OUYA - Cheap, Open-Source Android Game Console

Pages

Their Kickstarter.

My Twitter started filling up with things about this earlier this morning and I checked it out. It's an Android based console designed to run on TVs but that's supposed to be completely open to any developers, big and small.

Honestly, I don't know if this thing has a chance in Hell of meeting major market success given what it's up against but I think the idea is brilliant. Dumb name but cheap, a slick UI (at least from their prototype), hackable front to back apparently and wide open for anyone to develop and put games on. I'm definitely going to kick in as I'd love to at least see this get a shot and it seems to be backed by serious people, not some group of basement hobbyists. If they could get real marketing dollars behind this, I could see the cheap entry price giving it a good install base. Given it's hardware specs (it's basically got the guts of a top shelf Android phone and runs 4.0), I don't know how they're selling it at a profit for $99 but maybe when you don't have to worry about a screen, GPS and cell radios, this stuff's actually pretty inexpensive.

Yup, the idea is fantastic, but we'll see how it turns out.

$950,000 is a ton of money to ask for, especially considering it requires ~1,000 orders of the console. This might turn out like the watches did though.

It's already over 10% funded in just a few hours and half the console bundles are already gone (I got in on one).

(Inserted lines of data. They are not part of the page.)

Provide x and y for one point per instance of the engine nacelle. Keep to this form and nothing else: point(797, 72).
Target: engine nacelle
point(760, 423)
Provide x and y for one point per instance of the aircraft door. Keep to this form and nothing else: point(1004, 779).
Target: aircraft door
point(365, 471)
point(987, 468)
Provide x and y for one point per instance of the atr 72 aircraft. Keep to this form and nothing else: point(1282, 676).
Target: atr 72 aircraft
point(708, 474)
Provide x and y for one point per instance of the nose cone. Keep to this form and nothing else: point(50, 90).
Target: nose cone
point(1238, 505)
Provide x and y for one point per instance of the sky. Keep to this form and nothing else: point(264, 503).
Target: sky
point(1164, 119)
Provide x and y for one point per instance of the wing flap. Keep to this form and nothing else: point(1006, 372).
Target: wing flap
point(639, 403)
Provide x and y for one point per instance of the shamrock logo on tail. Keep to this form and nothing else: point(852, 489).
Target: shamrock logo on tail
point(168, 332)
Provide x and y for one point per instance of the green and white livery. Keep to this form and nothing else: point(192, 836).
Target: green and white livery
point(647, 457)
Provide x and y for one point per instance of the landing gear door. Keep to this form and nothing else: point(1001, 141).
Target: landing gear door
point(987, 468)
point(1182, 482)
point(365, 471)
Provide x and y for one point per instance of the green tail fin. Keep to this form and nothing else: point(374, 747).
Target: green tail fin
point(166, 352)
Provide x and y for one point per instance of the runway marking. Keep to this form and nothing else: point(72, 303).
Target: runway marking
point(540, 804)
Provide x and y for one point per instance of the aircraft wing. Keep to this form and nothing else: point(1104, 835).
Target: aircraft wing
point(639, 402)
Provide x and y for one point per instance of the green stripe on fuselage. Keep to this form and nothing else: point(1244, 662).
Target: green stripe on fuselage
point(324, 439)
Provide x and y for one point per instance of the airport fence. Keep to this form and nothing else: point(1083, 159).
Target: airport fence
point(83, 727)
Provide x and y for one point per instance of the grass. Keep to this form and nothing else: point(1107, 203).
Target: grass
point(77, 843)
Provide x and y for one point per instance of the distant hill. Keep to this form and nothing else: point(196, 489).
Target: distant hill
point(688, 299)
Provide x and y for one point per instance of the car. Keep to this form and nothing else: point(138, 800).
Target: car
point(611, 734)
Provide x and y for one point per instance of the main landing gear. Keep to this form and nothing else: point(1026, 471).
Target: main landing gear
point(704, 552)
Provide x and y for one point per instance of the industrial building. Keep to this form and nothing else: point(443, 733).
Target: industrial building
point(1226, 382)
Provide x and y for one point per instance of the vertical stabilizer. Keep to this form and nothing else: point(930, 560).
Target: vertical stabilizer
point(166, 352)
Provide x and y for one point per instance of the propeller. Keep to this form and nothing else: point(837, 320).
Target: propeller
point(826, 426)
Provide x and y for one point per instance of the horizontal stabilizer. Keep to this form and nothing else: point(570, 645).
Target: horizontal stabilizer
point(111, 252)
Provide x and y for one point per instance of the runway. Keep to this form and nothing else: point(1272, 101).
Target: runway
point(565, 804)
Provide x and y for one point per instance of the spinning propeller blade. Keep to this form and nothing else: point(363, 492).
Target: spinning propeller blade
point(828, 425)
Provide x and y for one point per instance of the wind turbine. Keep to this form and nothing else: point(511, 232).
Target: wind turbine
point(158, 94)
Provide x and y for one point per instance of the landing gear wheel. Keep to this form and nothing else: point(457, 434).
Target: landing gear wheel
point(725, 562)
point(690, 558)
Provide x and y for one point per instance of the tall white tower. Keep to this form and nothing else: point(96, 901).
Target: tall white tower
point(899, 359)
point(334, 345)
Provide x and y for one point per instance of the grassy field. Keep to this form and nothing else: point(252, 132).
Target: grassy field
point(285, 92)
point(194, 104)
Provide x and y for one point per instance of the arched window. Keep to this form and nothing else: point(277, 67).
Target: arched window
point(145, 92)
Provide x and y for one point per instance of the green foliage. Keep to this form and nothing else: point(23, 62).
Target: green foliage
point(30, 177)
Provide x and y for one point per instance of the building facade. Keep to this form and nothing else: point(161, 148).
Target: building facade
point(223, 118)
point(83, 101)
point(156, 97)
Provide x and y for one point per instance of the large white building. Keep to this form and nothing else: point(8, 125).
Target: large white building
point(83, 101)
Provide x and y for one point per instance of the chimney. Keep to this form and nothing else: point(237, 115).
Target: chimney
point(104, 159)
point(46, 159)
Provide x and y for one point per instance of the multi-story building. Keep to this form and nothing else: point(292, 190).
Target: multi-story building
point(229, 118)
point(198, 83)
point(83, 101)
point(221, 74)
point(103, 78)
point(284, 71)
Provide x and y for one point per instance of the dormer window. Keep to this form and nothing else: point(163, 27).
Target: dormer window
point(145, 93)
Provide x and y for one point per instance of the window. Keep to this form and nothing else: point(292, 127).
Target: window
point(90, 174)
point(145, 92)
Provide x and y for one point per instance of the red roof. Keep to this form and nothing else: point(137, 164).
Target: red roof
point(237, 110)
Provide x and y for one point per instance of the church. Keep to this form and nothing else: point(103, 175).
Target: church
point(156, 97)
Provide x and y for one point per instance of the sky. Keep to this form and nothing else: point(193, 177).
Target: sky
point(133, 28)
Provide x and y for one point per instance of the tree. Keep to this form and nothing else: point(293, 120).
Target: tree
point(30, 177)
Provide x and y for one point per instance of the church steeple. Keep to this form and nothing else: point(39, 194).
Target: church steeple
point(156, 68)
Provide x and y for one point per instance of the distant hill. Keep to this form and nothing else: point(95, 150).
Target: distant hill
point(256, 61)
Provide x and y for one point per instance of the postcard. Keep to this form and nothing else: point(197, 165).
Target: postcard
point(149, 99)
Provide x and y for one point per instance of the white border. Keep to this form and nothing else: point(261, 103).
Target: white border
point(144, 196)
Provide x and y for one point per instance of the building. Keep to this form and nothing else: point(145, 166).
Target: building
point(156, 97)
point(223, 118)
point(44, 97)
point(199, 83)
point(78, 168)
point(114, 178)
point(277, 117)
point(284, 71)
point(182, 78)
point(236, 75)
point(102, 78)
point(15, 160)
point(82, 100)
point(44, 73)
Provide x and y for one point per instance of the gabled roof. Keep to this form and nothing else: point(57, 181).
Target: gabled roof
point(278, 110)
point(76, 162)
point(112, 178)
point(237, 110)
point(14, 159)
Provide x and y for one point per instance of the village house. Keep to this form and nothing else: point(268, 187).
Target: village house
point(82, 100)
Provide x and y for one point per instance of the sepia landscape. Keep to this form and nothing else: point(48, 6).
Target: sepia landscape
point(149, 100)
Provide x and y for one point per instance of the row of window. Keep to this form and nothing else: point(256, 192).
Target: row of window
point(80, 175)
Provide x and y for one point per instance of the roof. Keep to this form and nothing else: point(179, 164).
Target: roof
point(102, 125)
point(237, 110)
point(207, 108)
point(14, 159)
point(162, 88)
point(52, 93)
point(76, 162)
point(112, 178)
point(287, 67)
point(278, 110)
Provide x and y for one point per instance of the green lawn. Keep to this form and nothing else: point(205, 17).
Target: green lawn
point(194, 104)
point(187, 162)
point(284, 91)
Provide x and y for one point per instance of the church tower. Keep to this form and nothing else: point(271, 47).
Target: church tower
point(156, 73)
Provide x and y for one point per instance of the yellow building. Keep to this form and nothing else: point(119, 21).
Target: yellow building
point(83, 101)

I'm really hoping this goes somewhere. $950,000 is probably enough to do some R&D but it definitely won't get the thing to market and in particular, pay for the marketing campaign needed to get this into the mainstream. But I'm almost certain this Kickstarter is a "prove to investors that people want this" type thing.

I am skeptical about this device but interested as well. I don't think I will be Kickstarting it but will be interested to see what people do with it.

Sounds like a cool idea but at the same time sounds like it could just go on a similar path of GP2X where you get a bunch of crappy Missile Command ripoffs and illegal emulators for old games and not much else. I don't feel comfortable Kickstarting it, but if I'm proven wrong I could see myself picking one up in the future.

kuddles wrote:

Sounds like a cool idea but at the same time sounds like it could just go on a similar path of GP2X where you get a bunch of crappy Missile Command ripoffs and illegal emulators for old games and not much else. I don't feel comfortable Kickstarting it, but if I'm proven wrong I could see myself picking one up in the future.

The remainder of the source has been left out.